The New VA Health Plan Is Second Life
theodp writes "Remember when Catbert informed Dilbert that the new company health plan is Google? In another case of life imitating Dilbert, combat veterans with post-traumatic stress disorder are being provided with a US Army-sponsored virtual world in Second Life (slideshow) to help deal with their condition. Developed by USC's Institute for Creative Technologies, it is hoped that the veterans-only virtual world Coming Home and its planned activities will promote conversations that can help reduce PTSD. The Avatar will see you now, Sergeant."
I work in the military as a health care provider.
One of the biggest problems for military specific PTSD patients is the feeling that no one around them understands. And in most cases, they are right. No one really does understand, nor could they.
Once someone is medically retired they lose the connection of having buddies around them who've been through the same or at least similar experiences. There aren't many people in civilian life to connect with.
I think using a Second Life style interface for soldiers and veterans (especially veterans for the reasons I've mentioned above) is a great idea. It provides an opportunity for people to connect with others who have similar experiences. I think it would probably be even more effective to have a game where people are actually doing something rather than just sitting around talking to each other; many veterans will reject something like this as just another "group therapy" session.
Now a PTSD only Halo server or something would be great. You could even have separate servers for guys blown up in Iraq, Afghanistan, etc. You could have an "I hate MRAPs but I still have my legs" server. The possibilities are endless. If you allowed the soldiers/vets to make their own designations they would probably scandalize those who've never been in the military :-).
"He's more machine now than man, twisted and evil."
I've been following a lot of similar stories recently and I don't understand why agencies and institutions wouldn't build on an opensource infrastructure that they can control (e.g., something like openlife)
Linden Labs has experience and resources.
Linden Labs clients include:
British Petroleum
Wells Fargo
NOAA
The government of Ontario
Naval Undersea Warfare Center
CIGNA
Kraft
Unilever
Disney
Northrop Grumman
Kelly Services
Cisco
IBM
Intel
Microsoft
Toshiba
British Telecom
Nokia
Second Life Work
Openlife is in beta and looks it.
Because opensim is unprofessional.
Quality-wise, the existent grids run very badly, with very common crashes, asset loss, bad performance, region crossing issues...
Development is unprofessional. The developers pulled an april fools day prank that caught by suprise several companies depending on their work.
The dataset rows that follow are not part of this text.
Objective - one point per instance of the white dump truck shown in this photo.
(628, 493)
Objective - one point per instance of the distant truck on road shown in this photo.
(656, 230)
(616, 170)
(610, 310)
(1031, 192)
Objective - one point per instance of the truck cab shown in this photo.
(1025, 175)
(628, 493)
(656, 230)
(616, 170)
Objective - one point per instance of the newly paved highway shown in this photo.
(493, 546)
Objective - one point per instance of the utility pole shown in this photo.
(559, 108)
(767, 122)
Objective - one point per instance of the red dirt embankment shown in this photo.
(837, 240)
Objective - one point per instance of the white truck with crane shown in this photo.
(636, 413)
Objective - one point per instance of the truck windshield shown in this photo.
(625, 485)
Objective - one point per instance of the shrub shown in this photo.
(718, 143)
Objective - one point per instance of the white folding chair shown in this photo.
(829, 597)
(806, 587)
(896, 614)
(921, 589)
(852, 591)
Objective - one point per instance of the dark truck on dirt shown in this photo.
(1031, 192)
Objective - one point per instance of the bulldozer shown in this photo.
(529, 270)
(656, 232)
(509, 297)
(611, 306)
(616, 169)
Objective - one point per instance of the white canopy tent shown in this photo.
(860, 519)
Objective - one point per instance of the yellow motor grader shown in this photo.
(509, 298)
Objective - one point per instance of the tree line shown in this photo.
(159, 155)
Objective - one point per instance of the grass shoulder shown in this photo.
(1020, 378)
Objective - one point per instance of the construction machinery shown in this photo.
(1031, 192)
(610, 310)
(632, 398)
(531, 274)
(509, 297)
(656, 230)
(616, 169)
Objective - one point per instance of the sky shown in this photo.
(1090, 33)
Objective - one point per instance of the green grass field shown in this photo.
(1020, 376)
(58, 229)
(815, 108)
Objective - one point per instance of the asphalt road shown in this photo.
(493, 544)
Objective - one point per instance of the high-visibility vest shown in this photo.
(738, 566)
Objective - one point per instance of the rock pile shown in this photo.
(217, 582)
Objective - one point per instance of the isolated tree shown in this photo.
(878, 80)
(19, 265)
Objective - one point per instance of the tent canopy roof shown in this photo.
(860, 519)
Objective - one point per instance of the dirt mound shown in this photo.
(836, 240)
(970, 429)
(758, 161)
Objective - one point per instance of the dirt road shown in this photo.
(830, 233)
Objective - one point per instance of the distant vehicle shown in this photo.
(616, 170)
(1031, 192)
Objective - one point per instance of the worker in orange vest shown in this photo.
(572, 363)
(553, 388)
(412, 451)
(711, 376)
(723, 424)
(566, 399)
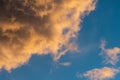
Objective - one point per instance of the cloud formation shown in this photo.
(101, 74)
(65, 64)
(40, 27)
(111, 55)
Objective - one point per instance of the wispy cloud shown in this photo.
(101, 73)
(65, 64)
(39, 27)
(111, 55)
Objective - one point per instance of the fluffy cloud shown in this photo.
(40, 27)
(101, 74)
(111, 55)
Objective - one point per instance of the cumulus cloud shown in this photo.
(40, 27)
(101, 74)
(111, 55)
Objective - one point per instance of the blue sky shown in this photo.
(101, 24)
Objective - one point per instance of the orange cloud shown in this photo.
(101, 74)
(40, 27)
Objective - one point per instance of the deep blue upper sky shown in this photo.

It wasn't an april fools day checkin either, but a change prepared weeks in advance, set to trigger on April 1. Which made it seriously hard to figure out what was going on.
Then there are the rumors about the developers keeping certain functionality intentionally broken, to make sure the project is hard to use seriously for free.
As much as I like Open Source, the fact is that at the time, Linden Labs has a much better infrastructure, better code, and a much better team to support it.
Did you read the link you posted? The prank was in the SVN branch only, only the developers should be using it. Certainly no one should show it to clients/investors.